Ramanujan lived a major part of his life in the U.S. as in India and so could write about the cultural milieus of both with a sense of detachment.   His poetry is known for his estrangement from the cultural milieu and he chose poetry as a medium of striking his identity.  His critical eye saw the irony in many things and dealt with it with biting sarcasm.  Many poems come to one’s attention in his collection but I confine myself to four which have left their bearing. 

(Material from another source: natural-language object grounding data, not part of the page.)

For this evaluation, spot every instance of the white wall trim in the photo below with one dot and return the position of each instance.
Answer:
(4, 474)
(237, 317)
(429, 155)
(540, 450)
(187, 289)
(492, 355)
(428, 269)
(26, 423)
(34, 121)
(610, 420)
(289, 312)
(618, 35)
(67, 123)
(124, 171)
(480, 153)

‘River’ has always been the poem much talked about, being the preeminent  piece in his collection.  Flood and pain of misery that goes with it has been the riveting theme of literature and poetry in many languages but Ramanujan looked with a bit of skepticism at the extent and veracity of concern the poet felt for the victims.   Flood might have featured in Tamil literature extensively and Ramanujan was a known scholar and translator.  River almost indulgently doubts the genuineness of the poet’s empathy through some vivacious and striking images bringing out the sarcasm in its full power.   Vaigai, the river on view, was a dismal, sandy terrain during summer but when monsoon came it threatened to inundate the temple town often.  So menacing it would appear when in full flow.  These lines outline how the locals, who knew the river well, would talk of the steady rising of the river, the havoc it would cause though the poet saw it only that day.  

He was there for a day
when they had the floods.
People everywhere talked
of the inches rising,
of the precise number of cobbled steps
run over by the water, rising
on the bathing places,
and the way it carried off three village houses,
one pregnant woman
and a couple of cows
named Gopi and Brinda as usual.

The bottomline is that poet’s empathy did little to alleviate the post-flood misery or the possible twins dying inside the womb, nipping life in the bud.   Ramanujan does not belittle the humanity and compassion of the poet here but sees it as inconsequential against the magnitude of the suffering.

The dichotomy shown in the River comes out equally pronounced in another poem ‘Astronomer’.  His father , who was fond of maths and science, was always engrossed with the Cosmos as much as the constellations in astrology.  Ramanujan was unable to reconcile these two opposites in his father and his amusement at the duality runs like a scar in this poem.  

Sky-man in a manhole
with astronomy for dream,
astrology for nightmare;

Better not to add to this for these three lines put it in a nutshell.   His poems ‘Extended family’ and Self-portrait’ essentially typifies a distended mind, unable to be on terms with its identity or still looking for it.  Ramanujan was known for his concept of context-sensitive reactions in India and also the colonial mentality whose vestiges are still around, albeit modified.  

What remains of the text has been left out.